Bizim bir hayvanın yavrusunu bırakmaması gerektiği şeklinde düşünüyor olmamızın nedeni, insan merkezli bakış açımız. Kendimizi temel alarak bakıyoruz herşeye. -Ki bu normal-
Ancak her canlı kendi doğasının ve habitatının şartlarına uyumlanmış haldedir. İnsan annesinin yavrusuyla seratoninerjik bağ, ömür boyu devam edecek güçtedir çoğu zaman. Oysa bu hayvanların çoğunda böyle olmaz. Zaten doğada gereklilik prensibi işler daha çok. Özel anlam, sevgi besleme gibi üst sofistike özellikler memeliler dışında oldukça az rastlanır özelliklerdir. Ya da biz yine kendimizi model alarak baktığımız için bu şekilde görüyoruz. Onların biyolojik yapılanmalarına göre belki de oldukça sıkıdır bağları.

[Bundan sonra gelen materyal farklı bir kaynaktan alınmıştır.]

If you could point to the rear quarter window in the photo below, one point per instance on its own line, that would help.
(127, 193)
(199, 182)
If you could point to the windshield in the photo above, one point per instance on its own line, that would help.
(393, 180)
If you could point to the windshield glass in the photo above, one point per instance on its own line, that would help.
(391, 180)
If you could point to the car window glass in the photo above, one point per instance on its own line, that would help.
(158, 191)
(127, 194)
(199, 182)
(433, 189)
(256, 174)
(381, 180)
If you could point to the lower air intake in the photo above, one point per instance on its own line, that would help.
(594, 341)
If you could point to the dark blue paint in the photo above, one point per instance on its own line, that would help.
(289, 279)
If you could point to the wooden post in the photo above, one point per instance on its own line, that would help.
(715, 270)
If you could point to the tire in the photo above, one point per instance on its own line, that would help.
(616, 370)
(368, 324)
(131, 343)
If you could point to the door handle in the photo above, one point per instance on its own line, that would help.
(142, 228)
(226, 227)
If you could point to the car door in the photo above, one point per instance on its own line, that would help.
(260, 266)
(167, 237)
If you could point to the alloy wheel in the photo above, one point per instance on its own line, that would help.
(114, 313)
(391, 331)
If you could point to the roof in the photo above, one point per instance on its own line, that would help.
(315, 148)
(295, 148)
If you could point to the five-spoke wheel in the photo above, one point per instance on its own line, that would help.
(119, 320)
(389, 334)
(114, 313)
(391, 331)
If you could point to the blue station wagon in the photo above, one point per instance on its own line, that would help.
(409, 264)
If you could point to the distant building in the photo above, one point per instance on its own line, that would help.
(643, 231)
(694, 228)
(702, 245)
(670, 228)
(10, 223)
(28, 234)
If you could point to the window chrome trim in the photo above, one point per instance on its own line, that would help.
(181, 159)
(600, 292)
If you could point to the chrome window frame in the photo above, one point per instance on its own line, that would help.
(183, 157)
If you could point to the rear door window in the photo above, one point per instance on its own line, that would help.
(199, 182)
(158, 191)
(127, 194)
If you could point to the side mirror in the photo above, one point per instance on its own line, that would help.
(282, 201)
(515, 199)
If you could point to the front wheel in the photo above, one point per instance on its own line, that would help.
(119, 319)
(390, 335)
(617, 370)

Annesinin terk ettiği insanın mutsuz olacağı öngörüsüyle de, hayvanların da bu şekilde hissedeceğini zannediyor olabiliriz, oysa bu canlılar kendi şartlarına uyumlanmış oldukları için, bizim gibi değil, içinde bulundukları şartların gerektirdiği gibi ve biyolojik potansiyellerinin izin verdiği gibi hissederler.
Buna uygun gelişmemiş canlılar özellikle memeliler bizim gibi annesine muhtaç, ona bağlı olarak büyürler.